さてと、そろそろ本題が始まる頃合いだろうけど一応、軍部は全力で帰還兵を守る姿勢だから余程の事でもない限り大丈夫だと思うが。
「実は、帰還兵の一部が共和思想犯の嫌疑で社会秩序維持局からかなり強引な捜査を受けておりまして。捜査対象者は帰還兵の中でも家族が農奴に落ちている者で家族も社会秩序維持局に押さえられているようです。実質、人質にされているようなものなので取り調べもやりたい放題ですからどうしたものかと。」
これはうまい手だ。というかあいつらって本当に強欲だよな。勅命なのにここまで蔑ろにできるものなのだろうか。
「うーむ。思想犯として有罪にされればさすがに軍も守り切ることが難しくなるがどうしたものか。
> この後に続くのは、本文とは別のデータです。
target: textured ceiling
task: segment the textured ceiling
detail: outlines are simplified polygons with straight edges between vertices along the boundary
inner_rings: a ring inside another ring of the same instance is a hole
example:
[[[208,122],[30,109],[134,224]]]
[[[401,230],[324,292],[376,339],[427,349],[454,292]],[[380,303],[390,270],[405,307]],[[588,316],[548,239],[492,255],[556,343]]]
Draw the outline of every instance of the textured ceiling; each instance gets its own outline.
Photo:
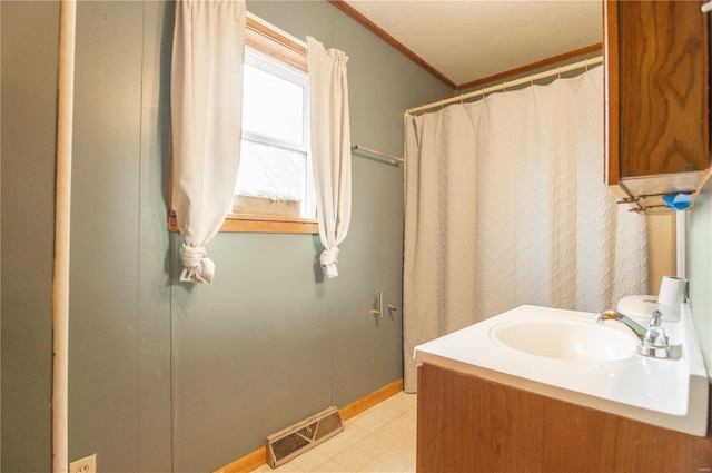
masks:
[[[600,0],[346,0],[455,85],[602,42]]]

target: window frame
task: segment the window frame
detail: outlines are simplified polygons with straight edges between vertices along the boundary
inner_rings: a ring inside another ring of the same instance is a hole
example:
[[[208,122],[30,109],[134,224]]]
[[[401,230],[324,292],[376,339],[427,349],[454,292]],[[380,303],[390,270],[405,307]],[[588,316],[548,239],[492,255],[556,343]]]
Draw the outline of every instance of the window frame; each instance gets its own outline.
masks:
[[[246,26],[246,49],[253,49],[258,56],[267,57],[281,62],[288,67],[307,72],[306,47],[289,38],[271,24],[257,19],[248,12]],[[308,89],[308,83],[307,83]],[[308,100],[308,98],[307,98]],[[308,126],[305,127],[308,146]],[[171,142],[171,169],[169,188],[169,215],[168,229],[178,231],[176,221],[176,210],[172,197],[172,142]],[[228,214],[221,233],[280,233],[280,234],[318,234],[318,221],[316,219],[289,218],[267,215]]]

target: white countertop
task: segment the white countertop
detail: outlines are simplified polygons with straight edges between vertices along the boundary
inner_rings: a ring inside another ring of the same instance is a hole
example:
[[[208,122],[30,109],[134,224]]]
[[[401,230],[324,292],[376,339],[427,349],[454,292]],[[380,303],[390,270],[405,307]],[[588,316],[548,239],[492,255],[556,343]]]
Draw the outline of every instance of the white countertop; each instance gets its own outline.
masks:
[[[497,326],[516,321],[572,321],[599,326],[592,313],[520,306],[418,345],[414,357],[418,363],[474,374],[623,417],[706,435],[709,382],[689,306],[683,305],[680,322],[664,322],[670,343],[682,345],[680,359],[656,359],[637,353],[605,362],[536,356],[492,336]],[[647,323],[636,322],[643,326]],[[605,325],[637,343],[623,324],[607,321]]]

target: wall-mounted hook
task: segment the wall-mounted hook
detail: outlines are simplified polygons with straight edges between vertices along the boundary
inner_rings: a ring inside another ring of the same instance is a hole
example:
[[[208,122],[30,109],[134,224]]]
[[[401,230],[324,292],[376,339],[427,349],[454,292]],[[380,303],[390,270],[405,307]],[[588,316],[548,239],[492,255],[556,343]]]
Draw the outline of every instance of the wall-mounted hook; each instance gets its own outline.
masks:
[[[383,318],[383,292],[378,292],[378,300],[376,300],[376,309],[370,311],[370,315],[377,315],[378,318]]]

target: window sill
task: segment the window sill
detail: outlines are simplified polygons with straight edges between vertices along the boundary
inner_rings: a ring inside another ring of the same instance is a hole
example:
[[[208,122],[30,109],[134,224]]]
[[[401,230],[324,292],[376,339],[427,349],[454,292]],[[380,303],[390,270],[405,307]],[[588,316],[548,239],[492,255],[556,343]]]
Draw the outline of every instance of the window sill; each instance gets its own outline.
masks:
[[[168,217],[168,229],[178,231],[176,216]],[[318,234],[317,220],[289,217],[273,217],[250,214],[229,214],[220,228],[221,233],[265,233],[265,234]]]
なにか取引材料があればとは思うが......。」
「先代のルントシュテット伯から少し聞いていたのですがミヒャールゼン提督暗殺事件の件は非公式にはどこまで調査されておりますでしょうか。社会秩序維持局との交渉材料に使えればとも考えていたのですが。」
「あの件は私も詳しくは知らないのだが、社会秩序維持局の失態以上に、軍の落ち度が大きくなるから取引材料にするには厳しいかもしれんな。」
ふむふむ。ネタはあるけど弱いってことかな。ただ、家族も容疑者扱いで捕らえたのは、強引に取り調べる為だろうが、悪手でもあるんだよね。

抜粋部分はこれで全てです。